Her hand did a quick pat down of the rest of his suitcase. She came across an envelope, legal size, standard 4 ? by 9 ?. She squeezed it. Cash. She opened it. Franklin and Grant. Large denomination American currency. Fifties and hundreds. A quick calculation told her that he must have had twenty grand in cash. Well, there was another reason to pack a pistol.
She heard him turn the water off. She put everything away again, eased back, and settled into her chair, shaking out her hair, enjoying the feel of the sea breeze on her arms and legs.
Paul returned. He closed the door but not all the way.
“Time for some sleep,” he said. “Which half of the bed do you want?”
“Whichever half you’re not on.”
“Good answer,” he said.
“Take the left; I’ll take the right.”
“Deal,” he said. He climbed in. There were light blankets and a sheet.

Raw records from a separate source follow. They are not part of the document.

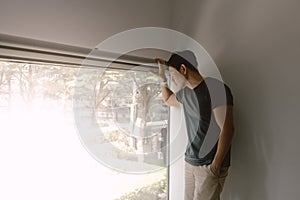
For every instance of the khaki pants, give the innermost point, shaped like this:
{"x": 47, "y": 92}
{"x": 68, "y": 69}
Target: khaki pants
{"x": 202, "y": 184}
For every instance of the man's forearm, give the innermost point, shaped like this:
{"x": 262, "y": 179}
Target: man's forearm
{"x": 224, "y": 143}
{"x": 166, "y": 93}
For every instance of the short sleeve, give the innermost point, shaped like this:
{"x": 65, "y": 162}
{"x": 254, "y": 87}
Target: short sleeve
{"x": 179, "y": 95}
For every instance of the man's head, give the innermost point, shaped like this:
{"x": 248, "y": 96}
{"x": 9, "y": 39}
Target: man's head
{"x": 181, "y": 65}
{"x": 186, "y": 58}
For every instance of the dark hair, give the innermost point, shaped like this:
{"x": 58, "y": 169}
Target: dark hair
{"x": 186, "y": 57}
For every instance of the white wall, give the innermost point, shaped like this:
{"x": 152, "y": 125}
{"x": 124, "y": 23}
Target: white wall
{"x": 79, "y": 22}
{"x": 255, "y": 44}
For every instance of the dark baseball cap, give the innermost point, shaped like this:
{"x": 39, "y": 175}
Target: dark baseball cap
{"x": 185, "y": 57}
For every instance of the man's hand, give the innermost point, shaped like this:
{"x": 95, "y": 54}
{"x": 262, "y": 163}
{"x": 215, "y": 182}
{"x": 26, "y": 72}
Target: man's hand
{"x": 215, "y": 169}
{"x": 161, "y": 69}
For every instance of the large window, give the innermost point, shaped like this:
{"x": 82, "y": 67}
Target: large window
{"x": 50, "y": 112}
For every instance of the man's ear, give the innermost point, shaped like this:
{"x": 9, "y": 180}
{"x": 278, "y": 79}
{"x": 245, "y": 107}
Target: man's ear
{"x": 183, "y": 69}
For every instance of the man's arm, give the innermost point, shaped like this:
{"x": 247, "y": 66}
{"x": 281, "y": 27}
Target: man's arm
{"x": 169, "y": 97}
{"x": 224, "y": 118}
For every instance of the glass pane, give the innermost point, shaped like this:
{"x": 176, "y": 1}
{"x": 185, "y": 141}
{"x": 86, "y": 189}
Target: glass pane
{"x": 120, "y": 119}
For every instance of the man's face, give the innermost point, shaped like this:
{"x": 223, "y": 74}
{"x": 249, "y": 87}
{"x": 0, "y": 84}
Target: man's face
{"x": 178, "y": 78}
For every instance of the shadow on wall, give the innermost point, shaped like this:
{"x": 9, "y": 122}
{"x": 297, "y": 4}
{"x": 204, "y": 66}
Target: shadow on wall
{"x": 252, "y": 147}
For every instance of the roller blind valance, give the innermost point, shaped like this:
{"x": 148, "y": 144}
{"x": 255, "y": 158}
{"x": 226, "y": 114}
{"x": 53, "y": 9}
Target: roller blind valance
{"x": 27, "y": 50}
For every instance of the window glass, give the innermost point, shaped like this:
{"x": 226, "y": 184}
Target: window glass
{"x": 49, "y": 112}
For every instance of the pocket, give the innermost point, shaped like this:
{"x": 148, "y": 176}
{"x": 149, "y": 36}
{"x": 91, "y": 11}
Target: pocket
{"x": 223, "y": 172}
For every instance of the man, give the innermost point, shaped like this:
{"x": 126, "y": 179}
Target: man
{"x": 208, "y": 109}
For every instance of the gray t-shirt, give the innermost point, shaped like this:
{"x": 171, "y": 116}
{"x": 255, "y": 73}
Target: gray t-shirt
{"x": 202, "y": 128}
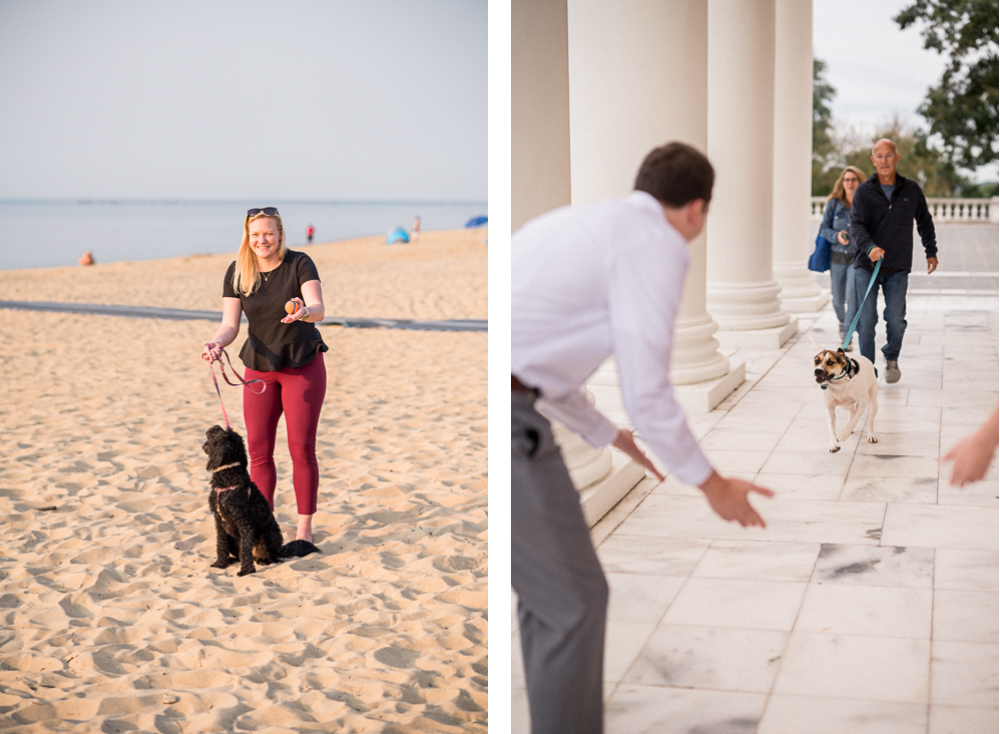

She came to the bed and sidled into it on the opposite side. The room’s final light was on her side. She extinguished it. The sheets were cool and soft, the bed more comfortable than it had any right to be. She exhaled a long breath and tried to think of sleep as they lay side by side. Then he moved his arm. His hand found hers and held it.
“Well?” he asked after half a minute. “Yes or no?”
“Yes or no what?” she asked.
“The big question for tonight,” he said, turning toward her in the dim light. “The issue I’ve been wondering about since we walked into this room and closed the door.”
She turned toward him. “I already answered you,” she said. “I’m not going to let you make love to me.”
“No, I already shelved that idea,” he said. “It was the other thing I was wondering about, the one you didn’t answer.”